WTJC-LP
- Charlotte Amalie, U.S. Virgin Islands; United States;
- Frequency: 96.9 MHz

Programming
- Format: Religious/Caribbean Gospel

Ownership
- Owner: Methodist Church St. Thomas St. John Circuit Inc.

History
- First air date: August 28, 2003
- Call sign meaning: Wesley, Trinity, St. John and Christchurch: congregations in the St. Thomas-St. John Methodist Circuit

Technical information
- Licensing authority: FCC
- Facility ID: 135689
- Class: L1
- ERP: 1 watt
- HAAT: 292.6 meters (960 ft)
- Transmitter coordinates: 18°19′54″N 64°54′39″W﻿ / ﻿18.33167°N 64.91083°W

Links
- Public license information: LMS
- Website: wtjclpfm.com

= WTJC-LP =

Radio station in Charlotte Amalie, U.S. Virgin Islands

WTJC-LP (96.9 FM) is a radio station licensed to serve Charlotte Amalie, U.S. Virgin Islands. The station is owned by Methodist Church St. Thomas St. John Circuit Inc. It airs a Religious/Caribbean Gospel music format featuring a mix of teaching programs and Christian music. While many low-power FM stations cover only a limited area, due to the size of the U.S. Virgin Islands this station covers most of the population with a city-grade signal.
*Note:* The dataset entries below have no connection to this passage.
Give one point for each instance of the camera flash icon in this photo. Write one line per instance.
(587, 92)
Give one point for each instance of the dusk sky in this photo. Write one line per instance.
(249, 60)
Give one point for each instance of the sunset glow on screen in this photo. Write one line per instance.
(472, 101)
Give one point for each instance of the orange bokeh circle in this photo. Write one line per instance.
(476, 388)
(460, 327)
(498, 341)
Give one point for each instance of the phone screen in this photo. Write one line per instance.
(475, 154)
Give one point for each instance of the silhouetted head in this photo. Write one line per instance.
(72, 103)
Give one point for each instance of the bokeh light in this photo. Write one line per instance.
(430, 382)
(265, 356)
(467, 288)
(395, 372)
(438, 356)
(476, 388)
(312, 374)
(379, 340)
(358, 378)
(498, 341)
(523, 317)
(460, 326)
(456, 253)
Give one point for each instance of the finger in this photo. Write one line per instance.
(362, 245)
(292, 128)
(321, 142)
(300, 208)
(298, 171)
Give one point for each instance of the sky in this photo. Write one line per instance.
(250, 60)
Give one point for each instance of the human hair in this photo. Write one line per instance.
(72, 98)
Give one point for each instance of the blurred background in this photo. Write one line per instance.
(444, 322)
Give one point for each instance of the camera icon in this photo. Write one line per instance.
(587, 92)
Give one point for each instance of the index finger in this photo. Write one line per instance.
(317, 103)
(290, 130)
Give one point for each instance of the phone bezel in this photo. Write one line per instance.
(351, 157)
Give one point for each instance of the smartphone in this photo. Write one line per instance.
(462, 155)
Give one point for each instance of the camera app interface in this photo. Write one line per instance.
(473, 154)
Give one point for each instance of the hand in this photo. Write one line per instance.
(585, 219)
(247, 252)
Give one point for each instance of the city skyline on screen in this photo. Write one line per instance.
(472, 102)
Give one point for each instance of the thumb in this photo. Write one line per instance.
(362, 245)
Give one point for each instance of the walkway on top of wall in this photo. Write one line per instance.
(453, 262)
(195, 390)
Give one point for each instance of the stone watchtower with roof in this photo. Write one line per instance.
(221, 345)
This station has been assigned the WTJC-LP call sign by the Federal Communications Commission since April 28, 2003.

WTJC-LP's broadcast center is located in the Christchurch Methodist Education and Outreach Complex in Market Square on St. Thomas. In 2004, in celebration of its first anniversary of broadcasting, this Methodist Radio Ministry station held a Praise-a-thon.